Header: alert id - alert timestamp - alert message
- 136751234566681012 - poolDrain: failed to drain volume (136751234566681012) from pool (123f6662-6256-123c-afaa-aadcc7xxbd53) with err could not find additional node: 2 out of 6 pools could not be selected because they did not satisfy the following requirement: pool and its node must be online (and not offline or full). 4 out of 6 pools could not be selected because they did not satisfy the following requirement: provisioning is disabled on pools that have either been drained or are currently being drained. -
If a node having volumes with a replication factor of 1 is Offline, StorageDown or in Maintenance Mode, a pool drain operation on that node will not be able to move these volumes and will eventually end up being cancelled.
-
Ensure source pools or nodes are online and healthy before starting.

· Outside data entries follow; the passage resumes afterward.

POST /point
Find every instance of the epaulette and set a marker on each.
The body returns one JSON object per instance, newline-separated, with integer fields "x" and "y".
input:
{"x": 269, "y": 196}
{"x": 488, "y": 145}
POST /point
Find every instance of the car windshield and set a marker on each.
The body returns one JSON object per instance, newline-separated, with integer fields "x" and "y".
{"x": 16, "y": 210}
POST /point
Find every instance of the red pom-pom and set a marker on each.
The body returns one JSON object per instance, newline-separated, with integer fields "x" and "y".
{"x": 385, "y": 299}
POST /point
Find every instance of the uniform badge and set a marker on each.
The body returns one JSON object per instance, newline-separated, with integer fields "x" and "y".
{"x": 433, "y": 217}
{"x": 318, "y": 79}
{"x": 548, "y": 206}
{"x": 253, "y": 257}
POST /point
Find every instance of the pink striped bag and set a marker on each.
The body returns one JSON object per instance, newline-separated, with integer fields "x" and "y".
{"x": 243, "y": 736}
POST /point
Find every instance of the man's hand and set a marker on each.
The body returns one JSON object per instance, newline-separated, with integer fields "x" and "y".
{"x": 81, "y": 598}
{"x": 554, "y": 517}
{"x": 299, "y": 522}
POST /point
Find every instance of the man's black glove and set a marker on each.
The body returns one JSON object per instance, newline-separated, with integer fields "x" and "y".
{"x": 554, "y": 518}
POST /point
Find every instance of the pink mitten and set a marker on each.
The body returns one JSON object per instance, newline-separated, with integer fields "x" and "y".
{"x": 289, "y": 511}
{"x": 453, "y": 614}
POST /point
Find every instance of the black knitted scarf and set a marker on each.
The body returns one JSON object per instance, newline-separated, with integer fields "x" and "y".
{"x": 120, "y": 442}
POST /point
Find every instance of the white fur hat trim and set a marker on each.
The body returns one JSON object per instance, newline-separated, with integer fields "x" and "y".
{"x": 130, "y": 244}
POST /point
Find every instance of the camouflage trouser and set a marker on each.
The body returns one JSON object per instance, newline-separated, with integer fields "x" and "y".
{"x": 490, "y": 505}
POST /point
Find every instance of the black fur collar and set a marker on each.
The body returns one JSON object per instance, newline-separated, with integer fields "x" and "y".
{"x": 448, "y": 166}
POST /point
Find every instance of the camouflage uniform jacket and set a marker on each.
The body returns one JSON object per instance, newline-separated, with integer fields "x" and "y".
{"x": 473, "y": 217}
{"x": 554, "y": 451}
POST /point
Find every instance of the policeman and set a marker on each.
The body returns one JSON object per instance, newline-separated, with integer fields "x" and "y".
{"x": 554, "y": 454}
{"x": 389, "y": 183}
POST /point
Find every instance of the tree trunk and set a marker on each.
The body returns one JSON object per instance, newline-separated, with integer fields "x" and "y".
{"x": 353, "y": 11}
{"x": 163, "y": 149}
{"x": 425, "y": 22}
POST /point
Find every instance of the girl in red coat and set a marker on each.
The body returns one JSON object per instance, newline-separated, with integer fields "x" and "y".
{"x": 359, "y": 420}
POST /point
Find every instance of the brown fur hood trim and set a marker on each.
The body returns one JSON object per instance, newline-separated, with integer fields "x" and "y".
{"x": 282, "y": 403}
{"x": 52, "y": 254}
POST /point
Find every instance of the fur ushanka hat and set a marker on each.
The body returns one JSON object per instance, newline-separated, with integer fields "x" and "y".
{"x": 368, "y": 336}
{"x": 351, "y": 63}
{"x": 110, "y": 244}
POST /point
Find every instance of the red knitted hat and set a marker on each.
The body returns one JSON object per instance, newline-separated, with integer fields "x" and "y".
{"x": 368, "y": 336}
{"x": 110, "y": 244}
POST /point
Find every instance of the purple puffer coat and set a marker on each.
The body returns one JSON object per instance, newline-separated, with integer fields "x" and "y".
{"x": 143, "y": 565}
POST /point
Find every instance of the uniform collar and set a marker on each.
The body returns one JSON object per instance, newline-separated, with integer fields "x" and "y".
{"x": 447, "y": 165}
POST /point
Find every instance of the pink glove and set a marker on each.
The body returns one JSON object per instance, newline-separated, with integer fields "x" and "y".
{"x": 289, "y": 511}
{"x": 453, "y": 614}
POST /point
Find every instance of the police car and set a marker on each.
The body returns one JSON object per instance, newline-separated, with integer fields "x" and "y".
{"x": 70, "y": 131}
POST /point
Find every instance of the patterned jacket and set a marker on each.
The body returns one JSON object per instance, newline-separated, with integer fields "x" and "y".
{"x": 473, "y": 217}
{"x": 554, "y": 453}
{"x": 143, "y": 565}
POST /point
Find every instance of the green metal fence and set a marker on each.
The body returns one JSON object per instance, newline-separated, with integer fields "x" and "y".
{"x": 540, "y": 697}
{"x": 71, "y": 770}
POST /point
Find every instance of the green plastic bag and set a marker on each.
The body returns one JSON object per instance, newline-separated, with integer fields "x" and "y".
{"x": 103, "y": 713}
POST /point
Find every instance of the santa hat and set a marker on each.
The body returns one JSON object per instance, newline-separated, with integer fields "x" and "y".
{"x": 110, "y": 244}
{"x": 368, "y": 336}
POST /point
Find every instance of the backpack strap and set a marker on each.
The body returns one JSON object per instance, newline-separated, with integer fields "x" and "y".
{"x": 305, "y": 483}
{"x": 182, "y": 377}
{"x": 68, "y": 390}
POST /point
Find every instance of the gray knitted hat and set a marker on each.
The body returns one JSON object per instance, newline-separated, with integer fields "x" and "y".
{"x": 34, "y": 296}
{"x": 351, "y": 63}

Pool Drain Command line reference
Action | Command Example |
---|---|
Submit job | pxctl service pool drain submit --source-uuids <pool-ID1> If you define target pool: pxctl service pool drain submit --source-uuids <pool-ID1>,<pool-ID2> --target-uuids <pool-ID3>,<pool-ID4> |
List jobs | pxctl service pool drain list |
Check job status | pxctl service pool drain status –job-id <job-id> |
Pause job | pxctl service pool drain pause –job-id <job-id> |
Resume job | pxctl service pool drain resume –job-id <job-id> |
Cancel job | pxctl service pool drain cancel –job-id <job-id> |
Recover an offline storage pool
A storage pool can transition to an offline state due to various reasons such as device failure, device detachment, or other underlying issues. When a pool is offline, Portworx may enter a storage down state.
After resolving the root cause of the issue and performing the necessary corrective actions, the storage pool can be recovered by running a node maintenance cycle.
pxctl service maintenance --cycle
The above command enters and immediately exits node maintenance mode, which clears storage-related errors and brings the storage pool back online with Portworx to Operational state.